IRAN announced today that it will enrich uranium at levels higher than the limit agreed in a deteriorating 2015 nuclear development treaty.

Nuclear agency spokesman Behrouz Kamalvandi said that enrichment above the previously agreed 3.67 per cent would begin “within hours” in response to US President Donald Trump’s abandonment of the agreement and imposition of harsh sanctions on Tehran.

Initially the enrichment will be increased to 5 per cent — far short of the 90 per cent level required for nuclear weapons.
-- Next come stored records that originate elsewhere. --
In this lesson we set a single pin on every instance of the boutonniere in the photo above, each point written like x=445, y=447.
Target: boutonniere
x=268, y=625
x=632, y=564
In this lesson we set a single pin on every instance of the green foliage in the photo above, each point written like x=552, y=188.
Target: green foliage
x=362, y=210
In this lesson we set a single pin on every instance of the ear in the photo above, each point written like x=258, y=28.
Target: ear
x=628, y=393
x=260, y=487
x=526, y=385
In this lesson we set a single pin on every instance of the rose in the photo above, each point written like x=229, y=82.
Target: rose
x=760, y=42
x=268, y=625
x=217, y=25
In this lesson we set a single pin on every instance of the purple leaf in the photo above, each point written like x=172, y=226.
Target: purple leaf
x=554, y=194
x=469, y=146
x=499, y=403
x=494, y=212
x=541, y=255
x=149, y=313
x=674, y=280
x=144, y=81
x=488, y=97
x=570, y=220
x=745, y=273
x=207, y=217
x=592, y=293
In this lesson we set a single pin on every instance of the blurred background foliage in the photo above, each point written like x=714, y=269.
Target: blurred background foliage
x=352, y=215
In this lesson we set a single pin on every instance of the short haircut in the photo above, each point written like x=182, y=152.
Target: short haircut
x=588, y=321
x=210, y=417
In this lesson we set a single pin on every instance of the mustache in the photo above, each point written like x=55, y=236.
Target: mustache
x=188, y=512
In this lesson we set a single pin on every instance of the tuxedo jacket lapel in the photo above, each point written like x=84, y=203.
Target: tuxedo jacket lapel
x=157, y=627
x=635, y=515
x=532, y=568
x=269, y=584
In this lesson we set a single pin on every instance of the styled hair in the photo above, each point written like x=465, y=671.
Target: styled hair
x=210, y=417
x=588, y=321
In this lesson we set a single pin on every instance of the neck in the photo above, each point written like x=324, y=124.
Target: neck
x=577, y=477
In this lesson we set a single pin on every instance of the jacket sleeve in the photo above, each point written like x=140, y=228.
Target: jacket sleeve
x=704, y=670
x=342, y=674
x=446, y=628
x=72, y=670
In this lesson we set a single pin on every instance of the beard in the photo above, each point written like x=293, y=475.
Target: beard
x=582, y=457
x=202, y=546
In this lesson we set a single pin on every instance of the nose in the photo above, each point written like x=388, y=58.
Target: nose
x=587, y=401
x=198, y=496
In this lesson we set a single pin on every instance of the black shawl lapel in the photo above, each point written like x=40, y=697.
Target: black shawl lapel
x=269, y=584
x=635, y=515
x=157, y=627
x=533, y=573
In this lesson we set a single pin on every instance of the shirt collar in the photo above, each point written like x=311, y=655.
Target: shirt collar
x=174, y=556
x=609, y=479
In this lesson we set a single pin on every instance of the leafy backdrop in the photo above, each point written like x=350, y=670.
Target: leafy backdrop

Iran has always insisted that its nuclear programme is for civil energy purposes only.

Deputy Foreign Minister Abbas Araghchi, who is in charge of nuclear negotiations, said that Iran would keep reducing its commitments every 60 days until other signatories move to get the deal back on track.

French President Emmanuel Macron said at the weekend that he was doing all he could to resume dialogue following last week’s seizure of an Iranian oil tanker by Britain, reportedly on US instructions.

Iran has said it is open to returning to talks and would be happy for all original signatories to the deal, including the US, to take part on condition that the US lift its sanctions.

But the country’s communist Tudeh Party warned that breaching the deal’s terms would be “seized on by the US and its allies in Israel, Saudi Arabia and the United Arab Emirates” and could be used as a pretext for an attack.

Tudeh international secretary Navid Shomali said: “While it is Trump’s government that has heightened the tensions by unilaterally withdrawing from the [nuclear deal] and massively increasing the pressures on Iran with a crippling sanctions regime, Araghchi’s announcement is a sign of further escalation.

“Iran’s national economy has already been hollowed out after three decades of neoliberal economic restructuring which has turned it into a rentier, import-based and dollar-based economy relying on the export of crude oil.

“Any provocation could be seized upon by the US,” whose military threats have created “an ominously similar situation to that created during the lead-up to regime change in Iraq,” Mr Shomali told the Morning Star.

Israeli Prime Minister Benjamin Netanyahu said that sanctions on Iran should be tightened in response to the news.